Here are some poor quality, cell phone pics. He's about 28" at the shoulder, and around 90 lbs.


----------



## Neeko (Aug 11, 2010)

Thanks everyone for the suggestions. She lives near an awesome feed store, which probably carries them all. I gave her the ones suggested, and she is going to price them, and see about samples.


----------



## Neeko (Aug 11, 2010)

I just texted her. He actually weighs about 100-105 lbs. sorry.


----------



## riddick4811 (Nov 2, 2011)

Based on those pics, the size/shape of the ears, shape of the eyes, distance between the eyes, I say he is an American Bulldog. Standing pics are necessary for better ID to check build and conformation. He is cute though!  I volunteer sometimes with American Bulldog rescue, but I prefer Dogos.


----------



## SaharaNight Boxers (Jun 28, 2011)

riddick4811 said:


> Based on those pics, the size/shape of the ears, shape of the eyes, distance between the eyes, I say he is an American Bulldog. Standing pics are necessary for better ID to check build and conformation. He is cute though!  I volunteer sometimes with American Bulldog rescue, but I prefer Dogos.

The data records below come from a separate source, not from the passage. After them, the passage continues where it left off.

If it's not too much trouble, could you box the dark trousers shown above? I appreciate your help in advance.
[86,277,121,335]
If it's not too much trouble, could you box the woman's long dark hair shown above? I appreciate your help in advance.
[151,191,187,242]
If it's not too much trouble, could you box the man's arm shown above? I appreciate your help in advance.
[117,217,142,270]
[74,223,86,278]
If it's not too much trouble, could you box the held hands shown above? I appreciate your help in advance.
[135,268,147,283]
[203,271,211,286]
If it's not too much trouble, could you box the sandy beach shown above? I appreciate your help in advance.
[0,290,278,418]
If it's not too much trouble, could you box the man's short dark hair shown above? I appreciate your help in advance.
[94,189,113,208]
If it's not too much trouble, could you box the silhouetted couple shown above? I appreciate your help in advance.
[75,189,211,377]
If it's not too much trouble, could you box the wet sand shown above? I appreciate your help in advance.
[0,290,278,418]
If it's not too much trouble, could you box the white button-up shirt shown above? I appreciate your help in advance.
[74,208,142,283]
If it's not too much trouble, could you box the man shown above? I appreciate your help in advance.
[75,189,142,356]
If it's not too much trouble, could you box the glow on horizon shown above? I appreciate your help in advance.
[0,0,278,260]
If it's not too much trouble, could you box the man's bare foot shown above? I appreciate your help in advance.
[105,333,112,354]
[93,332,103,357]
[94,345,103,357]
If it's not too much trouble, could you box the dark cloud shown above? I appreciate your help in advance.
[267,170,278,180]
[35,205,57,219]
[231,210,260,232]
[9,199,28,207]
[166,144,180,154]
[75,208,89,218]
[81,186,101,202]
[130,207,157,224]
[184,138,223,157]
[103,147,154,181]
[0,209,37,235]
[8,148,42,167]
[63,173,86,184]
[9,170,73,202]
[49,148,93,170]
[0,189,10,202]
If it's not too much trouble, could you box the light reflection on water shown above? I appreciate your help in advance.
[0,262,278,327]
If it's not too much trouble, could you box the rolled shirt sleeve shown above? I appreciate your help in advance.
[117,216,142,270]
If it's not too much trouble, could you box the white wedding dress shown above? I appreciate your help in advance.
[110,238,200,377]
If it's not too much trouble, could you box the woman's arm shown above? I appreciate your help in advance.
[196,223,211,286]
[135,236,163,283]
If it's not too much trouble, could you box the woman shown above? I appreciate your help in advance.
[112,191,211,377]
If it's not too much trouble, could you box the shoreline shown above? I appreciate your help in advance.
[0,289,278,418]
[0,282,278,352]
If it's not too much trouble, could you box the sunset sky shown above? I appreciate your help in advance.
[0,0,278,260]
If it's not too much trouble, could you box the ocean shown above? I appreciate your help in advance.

I second that. I was thinking the same thing.


----------



## PatricksDanes2 (Feb 1, 2012)

I also have a dog with a potato allergy. He has been eating the Natural Balance L.I.D. Lamb Meal & Brown Rice and has been doing great on it, but we also just bought their Legume & Duck Meal to mix in for a little variety, and so far, great results. I’ve been a big fan of this brand and have been feeding it for years.


----------